A long time ago, I sat in a hot car with my father and told him I was gay. I think I was 18. It was hot in the way that defeats any attempt at air-conditioning, and the heat loosened muscles and made everybody sweat equally, profusely. It made it a little easier I think to finally tell him what he obviously should have guessed at for about a decade and a half. It was the middle of the summer in a part of Texas kind of near Dallas and he had driven me from his shitty apartment complex to my mom’s shitty apartment complex and we were sitting in this heavy heat in his 280ZX just not saying anything for a while. Then I told him, and he sat in the maroon velour and heat for a minute before offering, “For what it’s worth, I don’t think you’re gay.” I could and did laugh because this kind of narcissistic anti-reality shit regularly left his mouth and it had long since ceased to hurt my brain or crush my heart. The flat-out denial was actually an effort on his part towards generosity.
It turned out he was right, in a way. I’m not strictly gay. A couple of years ago, I did an interview of some sort with Out Magazine. I was in their annual round-up of somewhat well-known *queers. I was a little surprised when, ahead of the interview, I was asked via my management to clarify for the publication how I identified, like sexually and/or gender-wise. I thought it was weird of them to ask and I also hadn’t bothered to try to publicly identify in a long time cause I’m privileged enough not to have to worry about it too much, plus I didn’t really identify as anything. Identifying seemed like the death of possibility. I don’t remember what I told them. Something extremely open ended.

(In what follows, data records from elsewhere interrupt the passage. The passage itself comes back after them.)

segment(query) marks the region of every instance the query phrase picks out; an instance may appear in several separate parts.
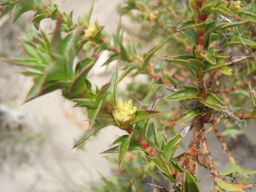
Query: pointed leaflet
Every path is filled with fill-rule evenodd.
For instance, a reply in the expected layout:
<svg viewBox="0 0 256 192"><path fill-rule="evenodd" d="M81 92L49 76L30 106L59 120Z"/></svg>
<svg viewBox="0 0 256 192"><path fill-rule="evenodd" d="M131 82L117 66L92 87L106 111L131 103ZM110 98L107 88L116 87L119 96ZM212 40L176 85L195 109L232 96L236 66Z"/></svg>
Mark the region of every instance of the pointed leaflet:
<svg viewBox="0 0 256 192"><path fill-rule="evenodd" d="M153 157L149 156L146 156L146 157L148 162L153 161L156 166L163 173L167 175L170 175L172 174L168 164L167 164L164 157L163 157L163 155L161 153L158 152L157 154Z"/></svg>
<svg viewBox="0 0 256 192"><path fill-rule="evenodd" d="M91 135L92 135L93 134L94 134L100 130L101 129L109 125L115 125L115 124L116 124L115 122L109 123L107 124L102 124L101 123L96 122L93 124L92 129L88 129L84 134L84 135L79 139L79 140L76 142L76 144L75 144L75 146L73 147L73 148L76 147L80 144L82 144L89 137L90 137Z"/></svg>
<svg viewBox="0 0 256 192"><path fill-rule="evenodd" d="M58 81L51 83L49 83L47 85L44 86L39 90L36 87L36 85L33 86L29 93L27 95L26 99L23 103L28 102L33 99L39 96L47 94L53 91L59 89L67 87L69 86L69 83L67 81Z"/></svg>
<svg viewBox="0 0 256 192"><path fill-rule="evenodd" d="M202 114L203 114L202 112L198 112L190 109L188 110L187 111L185 111L186 115L180 120L180 122L181 123L185 123L186 121L195 117Z"/></svg>
<svg viewBox="0 0 256 192"><path fill-rule="evenodd" d="M153 148L157 148L160 150L158 141L157 140L157 133L156 126L152 122L149 121L149 123L145 131L146 140L148 141L149 145Z"/></svg>
<svg viewBox="0 0 256 192"><path fill-rule="evenodd" d="M188 131L189 131L191 124L191 123L190 123L189 125L168 141L163 148L161 148L162 150L165 151L165 153L163 154L163 156L166 161L169 161L169 159L172 157L173 154L178 147L179 147L183 138L186 136Z"/></svg>
<svg viewBox="0 0 256 192"><path fill-rule="evenodd" d="M222 74L230 76L232 75L232 71L233 69L227 66L223 66L219 68L219 71Z"/></svg>
<svg viewBox="0 0 256 192"><path fill-rule="evenodd" d="M205 105L207 107L216 110L220 110L227 108L224 103L213 93L211 93L207 94L206 98L206 99L205 100L200 100L200 102Z"/></svg>
<svg viewBox="0 0 256 192"><path fill-rule="evenodd" d="M195 25L195 21L191 20L185 22L181 26L180 26L177 29L186 28L191 26ZM196 30L194 28L188 29L180 31L182 34L184 34L189 40L190 40L195 45L196 44L196 41L197 40L197 33Z"/></svg>
<svg viewBox="0 0 256 192"><path fill-rule="evenodd" d="M0 58L0 60L19 66L38 70L41 72L45 70L45 66L39 63L39 60L34 58L5 59Z"/></svg>
<svg viewBox="0 0 256 192"><path fill-rule="evenodd" d="M154 110L156 107L156 105L157 103L158 102L160 98L159 97L157 97L151 104L149 105L149 106L148 107L148 111L154 111L151 110ZM154 111L153 113L152 114L150 114L150 113L148 114L147 111L142 111L141 113L142 115L140 115L137 117L137 119L139 120L139 118L141 118L141 120L142 121L138 121L135 125L135 129L137 130L137 131L139 132L139 134L141 135L142 137L143 140L146 140L146 129L147 126L149 125L149 118L152 117L151 115L155 115L156 114L159 114L159 115L161 114L161 112L158 111ZM143 115L143 114L144 113L144 115ZM148 115L147 118L145 118L145 115Z"/></svg>
<svg viewBox="0 0 256 192"><path fill-rule="evenodd" d="M256 174L256 170L248 170L244 169L238 166L236 162L233 162L230 164L230 167L226 171L220 173L222 175L228 175L231 174L232 177L235 177L237 174L242 175L246 178L249 178L250 175Z"/></svg>
<svg viewBox="0 0 256 192"><path fill-rule="evenodd" d="M209 0L203 2L200 12L205 14L210 14L211 13L211 8L214 7L218 3L218 0Z"/></svg>
<svg viewBox="0 0 256 192"><path fill-rule="evenodd" d="M119 43L119 45L120 46L120 58L121 60L124 61L129 61L129 57L128 56L125 48L124 48L121 43Z"/></svg>
<svg viewBox="0 0 256 192"><path fill-rule="evenodd" d="M86 58L81 60L79 63L83 68L74 79L69 91L71 94L76 95L82 93L84 91L88 91L88 86L86 81L87 75L94 64L94 61L91 58Z"/></svg>
<svg viewBox="0 0 256 192"><path fill-rule="evenodd" d="M164 97L167 101L178 101L190 98L198 98L199 90L195 87L184 86L184 89Z"/></svg>
<svg viewBox="0 0 256 192"><path fill-rule="evenodd" d="M200 54L204 59L205 59L211 64L216 64L216 60L215 59L215 52L213 50L213 48L208 49L204 54Z"/></svg>
<svg viewBox="0 0 256 192"><path fill-rule="evenodd" d="M97 117L99 113L100 113L101 109L101 107L102 107L102 105L104 103L104 100L102 99L100 101L100 102L99 103L99 105L97 107L97 108L96 109L87 109L88 110L88 113L89 113L89 111L90 110L92 110L93 111L93 116L92 117L92 118L89 118L89 123L90 123L90 125L89 125L89 129L91 129L92 127L93 126L93 124L94 124L94 122L95 122L95 121L96 120L96 118ZM91 112L91 111L90 111ZM102 124L106 124L106 122L100 122Z"/></svg>
<svg viewBox="0 0 256 192"><path fill-rule="evenodd" d="M243 59L247 59L250 57L250 56L217 56L215 57L217 65L212 65L207 62L205 62L203 74L204 74L205 73L212 70L214 70L223 66L228 66L237 62Z"/></svg>
<svg viewBox="0 0 256 192"><path fill-rule="evenodd" d="M183 192L200 192L197 182L187 171L184 173Z"/></svg>
<svg viewBox="0 0 256 192"><path fill-rule="evenodd" d="M132 182L132 192L143 192L141 179L134 178Z"/></svg>
<svg viewBox="0 0 256 192"><path fill-rule="evenodd" d="M181 141L182 139L180 133L179 133L168 141L166 143L164 148L161 148L163 151L165 151L163 154L163 156L166 161L169 161L172 157L173 154Z"/></svg>
<svg viewBox="0 0 256 192"><path fill-rule="evenodd" d="M160 59L164 61L166 61L171 63L178 63L183 65L184 67L187 68L190 72L193 74L193 75L196 76L196 68L200 66L195 65L195 62L194 60L195 58L194 56L191 55L180 55L172 57L166 57L164 58L157 58L157 59ZM190 60L192 59L192 62L190 62Z"/></svg>
<svg viewBox="0 0 256 192"><path fill-rule="evenodd" d="M135 117L134 121L131 122L131 124L137 123L140 121L159 115L161 114L162 113L160 111L156 111L150 110L138 110L135 114Z"/></svg>
<svg viewBox="0 0 256 192"><path fill-rule="evenodd" d="M125 154L128 150L131 140L134 135L134 132L131 133L129 137L123 139L119 146L119 166L122 167L122 165L125 157Z"/></svg>
<svg viewBox="0 0 256 192"><path fill-rule="evenodd" d="M116 102L116 92L118 80L119 64L110 79L111 85L106 91L106 101L111 106L115 106Z"/></svg>
<svg viewBox="0 0 256 192"><path fill-rule="evenodd" d="M143 149L141 148L140 145L135 141L131 141L130 143L129 147L128 147L127 151L132 151L132 150L140 150L142 151L145 151ZM113 153L118 153L119 151L119 146L114 146L111 147L108 149L107 149L101 153L102 154L110 154Z"/></svg>
<svg viewBox="0 0 256 192"><path fill-rule="evenodd" d="M146 67L148 64L148 62L150 59L152 55L163 45L163 43L160 43L159 45L153 47L152 49L150 50L147 53L146 53L143 56L143 66Z"/></svg>
<svg viewBox="0 0 256 192"><path fill-rule="evenodd" d="M122 29L122 20L120 19L117 28L116 28L116 33L113 35L113 44L115 49L118 50L119 47L119 43L122 43L122 34L121 31Z"/></svg>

I’ve had relationships with men and with women and with people who might not identify as either one of those. I feel extremely fortunate in that I truly don’t give a fuck when it comes to the gender of the person I’m dating. It took a long time to be comfortable with that. I wanted badly to fit into the straight, binary world I thought I’d grown up in. We were Catholic. If you’re not sure what I mean, imagine the feeling of being certain you’re just about to crash your car and then substitute that for whatever ever non-Catholics feel when they’re attracted to somebody or craving a second serving of ice cream or remembering being angry at their mother one time years ago. I was a high-school student when a girl grabbed my leg at the late night diner where we smoked cigarettes and drank coffee and played western swing on the jukebox and I was real turned on and then I had that car crash feeling for like weeks. It had been coming (for years) but that was the first totally vivid flush of that feeling and that particular self-awareness. It was isolating as hell and it sucked. Eventually it settled into a life-long bothersome internal conversation about What Am I and Who Am I Attracted To. I wasn’t trying to identify, I was trying to not be confused.